WINTER 1850-51
Tañgíapá Ehótal-de Sai, "Winter that Tañgíapa was killed." The bust above the winter mark represents the man killed, whose name, signifying a male deer, is indicated by the connected figure of a male (horned) deer.
Fig. 107—Winter 1850—51—Buck-deer killed.
He had led a small war party into Tamaulipas or the adjacent region beyond the Rio Grande. They overtook a party of Mexicans, and Tañgíapa, who was mounted, was pursuing a Mexican on foot and was just about to stab him with a lance when the Mexican turned and shot him through the body, and was himself immediately killed by the Kiowa warrior.

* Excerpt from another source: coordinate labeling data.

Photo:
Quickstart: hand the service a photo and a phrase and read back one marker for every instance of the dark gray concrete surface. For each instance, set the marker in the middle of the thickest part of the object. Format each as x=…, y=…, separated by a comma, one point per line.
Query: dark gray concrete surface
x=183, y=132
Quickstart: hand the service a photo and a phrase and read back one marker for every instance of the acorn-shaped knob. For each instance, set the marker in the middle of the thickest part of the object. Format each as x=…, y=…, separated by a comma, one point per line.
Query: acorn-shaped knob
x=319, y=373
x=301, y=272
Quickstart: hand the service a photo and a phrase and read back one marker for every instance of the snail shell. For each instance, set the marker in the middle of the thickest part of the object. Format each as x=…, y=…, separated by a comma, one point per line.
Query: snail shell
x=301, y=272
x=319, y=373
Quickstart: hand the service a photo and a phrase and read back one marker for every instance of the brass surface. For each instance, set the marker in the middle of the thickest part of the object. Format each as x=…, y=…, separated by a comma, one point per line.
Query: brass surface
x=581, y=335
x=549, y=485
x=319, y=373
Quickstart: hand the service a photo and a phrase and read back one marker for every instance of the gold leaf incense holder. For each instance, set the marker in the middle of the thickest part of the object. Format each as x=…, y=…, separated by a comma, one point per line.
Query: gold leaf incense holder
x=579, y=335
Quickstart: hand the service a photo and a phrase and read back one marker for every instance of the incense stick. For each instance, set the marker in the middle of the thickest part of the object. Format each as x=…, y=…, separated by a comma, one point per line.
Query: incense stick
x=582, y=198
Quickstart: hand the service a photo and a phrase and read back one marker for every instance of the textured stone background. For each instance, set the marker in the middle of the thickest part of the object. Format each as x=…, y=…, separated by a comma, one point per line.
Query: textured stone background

Tañgíapa was carried into the mountains, where he died the same evening. No other Indian was killed.
SUMMER 1851
Paiñ K`ádó, "Dusty sun dance." It was held on the north bank of the North Canadian, just below the junction of Wolf creek, near where the last sun dance had taken place. It is so called on account of a strong wind that prevailed during the ceremony, which kept the air filled with dust.
Fig. 108—Summer 1851—Dusty sun dance; flag stolen.
When the dance was over and the Kiowa had left the spot and gone northward toward the Arkansas, a band of the Pawnee came to the place and stole from the center pole of the medicine lodge the offerings which had been hung upon it as a sacrifice, including a number of blankets and a flag which had been given by the Kiowa to the Osage when the two tribes had made peace in 1834. The figure over the medicine lodge represents a Pawnee—indicated by the peculiar scalplock, as already described—holding a flag in his hand.